D’expérience, je sais que ce sont bien souvent les gentilles personnes les pires et les petits amis, ou mari, peuvent faire du mal à la personne qu’ils aiment. Cela me donne donc envie de me pencher sur ce fameux Léandre, qui pour le moment m’est aussi mystérieux que sa compagne. Et il est possible que notre future entrevue ne m’aide pas à mieux cerner le personnage. Encore une fois, je serai probablement face à une énigme. Mais ce n’est pas grave, si je me suis engagée dans la police c’est justement parce que j’aime les résoudre.

J’ai donc hâte de pouvoir le rencontrer.

— Et comment décririez-vous Delph ?

— Un trésor. Difficile à trouver mais dès que vous l’avez auprès de vous il vous apporte la prospérité. Elle n’a pas eu une vie facile mais elle n’est pas comme on pourrait l’imaginer.
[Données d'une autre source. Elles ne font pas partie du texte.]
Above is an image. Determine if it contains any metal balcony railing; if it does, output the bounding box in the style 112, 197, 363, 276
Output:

Elle est douce et gentille mais aussi combative, elle fait toujours tout son possible pour faire ce qui lui semble juste. C’est vraiment une belle personne.

J’aurai pu m’attendre à cette réponse. Lou ne dirait jamais du mal de quelqu’un derrière son dos, c’est évident. Rien ne sert donc d’insister. Et qui sait, peut-être même qu’elle dit la vérité. Mais avant de partir j’ai une dernière question.

— Madame Lucine, puis-je vous demander ce que vous faisiez il y a deux jours ?

— Il y a deux jours ? Hum… Je suis restée chez moi, je faisais des photos pour mon travail.

— Quelqu’un pourrait appuyer votre version ?

— Non, j’étais seule. Mais si vous voulez, mon téléphone date les photographies et vous pourrez voir que je suis dans cet appartement. J’ai également fait une vidéo en live, vers 16h, je peux avoir des clients qui vous le confirmeront. Si cela peut vous aider.

— Merci, ne supprimez pas ces images, si jamais cela est nécessaire je les ferai examiner par nos experts.

Lou me confirme qu’elle gardera précieusement ces preuves. Je lui annonce alors que je n’ai plus de questions à lui poser et elle me ramène avec délicatesse jusqu’à la sortie.

Lou n’est pas comme ses deux amis. Il est plus aisé de la cerner, ses émotions sont visiblement sincères et en sa présence nous avons l’impression d’être face à un livre ouvert. Elle est simple et loyale. Je suis à l’aise avec elle, c’est un sentiment difficile à expliquer. Je comprends que l’on puisse souhaiter être son ami. Maintenant, il ne me reste plus qu’à aller vérifier si Delph choisi aussi bien ses amants.